Soon after these guests arrived, the vicuña catch began. Almost all of the local people began the long walk outward from the central catch area along one of the fence lines. I admired their ability to function in this thin air. They were going to catch the vicuñas from the smallest of the several wedges that converged at the center of the valley. The Aanbys and I stayed at the catch area, along with the gringo turistas. About half an hour after the last of the drovers had disappeared from sight over the rolling hills we began to see small groups of vicuña running along the hilltops in the distance. Fifteen minutes later the line of people appeared at the horizon and many small groups of vicuña could be seen racing here and there ahead of them. This is the most dangerous time of the chaccu, when small bands of animals make high-speed dashes at the line wherever it seems weakest. These forays were almost always turned back with lots of whooping and hollering by the people in the line. Occasionally a few animals would slip through a weak point, but it seemed that more than 95% were contained and eventually caught. As the group of vicuña became more concentrated, the animals seemed calmer and fewer attempted to escape. Toward the end of the chaccu the main body of the vicuñas were just walking along peacefully a few yards ahead of the line of people.

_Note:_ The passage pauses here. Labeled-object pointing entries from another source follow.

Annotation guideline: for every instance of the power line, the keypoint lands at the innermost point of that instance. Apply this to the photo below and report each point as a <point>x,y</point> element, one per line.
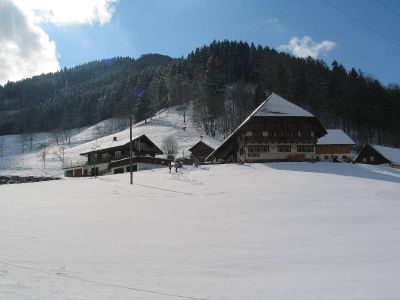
<point>370,28</point>
<point>36,57</point>
<point>101,283</point>
<point>388,8</point>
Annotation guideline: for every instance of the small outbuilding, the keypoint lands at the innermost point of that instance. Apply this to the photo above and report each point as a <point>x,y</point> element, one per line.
<point>112,157</point>
<point>200,151</point>
<point>378,155</point>
<point>336,145</point>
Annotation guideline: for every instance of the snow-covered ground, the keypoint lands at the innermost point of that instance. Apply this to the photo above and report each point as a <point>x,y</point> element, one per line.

Nearing the end of the Chaccu Turistico.

At this point, the tourists began to pose for photos in front of the captured herd. The local people maintained a cordon around the animals, but there was a strange calmness that settled over the scene. The animals were moved across the main road between two lines of herdsmen, at the walk, just like a big group of llamas would be herded from one place to another. Once the animals were enclosed in a big corral, the tourists were invited to take their places in a semi-circle of plastic chairs facing a stage made of sod. This was the traditional ceremony that followed a chaccu, and one of the chairs was reserved for me.

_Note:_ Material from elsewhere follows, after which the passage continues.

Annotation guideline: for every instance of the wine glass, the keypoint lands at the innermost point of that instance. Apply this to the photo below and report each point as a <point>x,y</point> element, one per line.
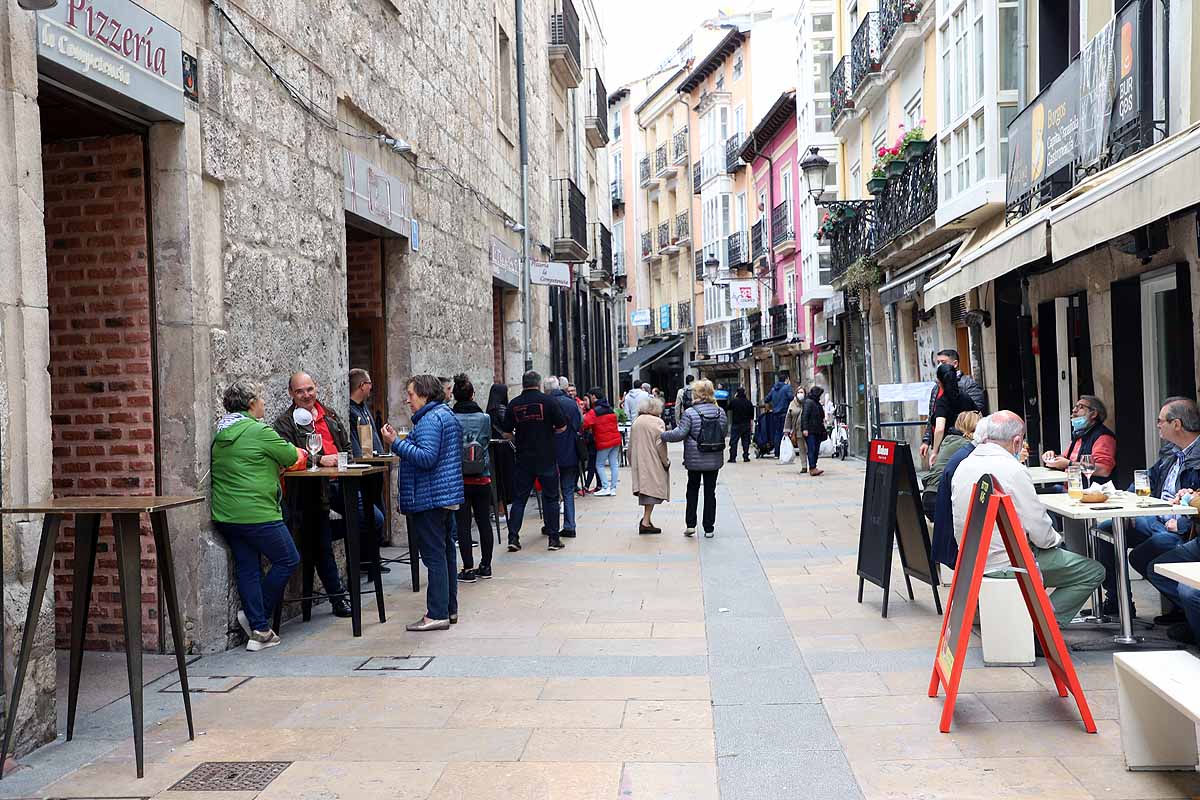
<point>1089,465</point>
<point>315,446</point>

The American alpaca breeders pose for a photo in front of the captured
vicuñas.  At the center is Jose Antonio Escalante Yana,
President of the Multi-Community Picotani Comite.

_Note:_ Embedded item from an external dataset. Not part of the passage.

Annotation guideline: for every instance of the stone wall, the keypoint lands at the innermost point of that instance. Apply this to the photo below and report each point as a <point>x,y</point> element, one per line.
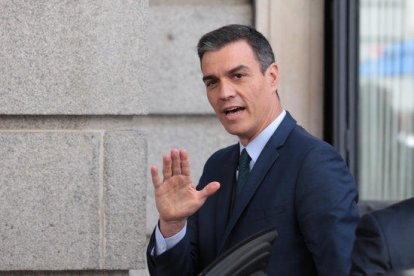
<point>91,94</point>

Two of the tourists were asked to participate in the ceremonial wedding of a male and female vicuña. After some speeches and some offerings of coca and wine to the earth and wind, the two vicuñas were nabbed at random from the adjacent corral and dragged up to the sod altar. The turistas were asked to sew colored yarn through the eartips of each animal. Then a good-sized piece was cut out of the outer edge of each ear, resulting in quite a lot of bleeding. The blood was collected in a small container and about half of it was mixed with red wine, which was then offered to and drunk by everyone in the half circle.


The chaccu was followed by a ceremonial marriage of two vicuñas.

Next a woman made the circuit dipping her fingers into the small container of blood and painting it onto each cheek of each guest. Right behind her was another woman with an apron-full of coca leaves, offering a handful to each guest. Finally, all the guests were asked to remove their hats and a third woman passed around sprinkling colored confetti on their bare heads. A little more ceremonial incantation followed and it was over.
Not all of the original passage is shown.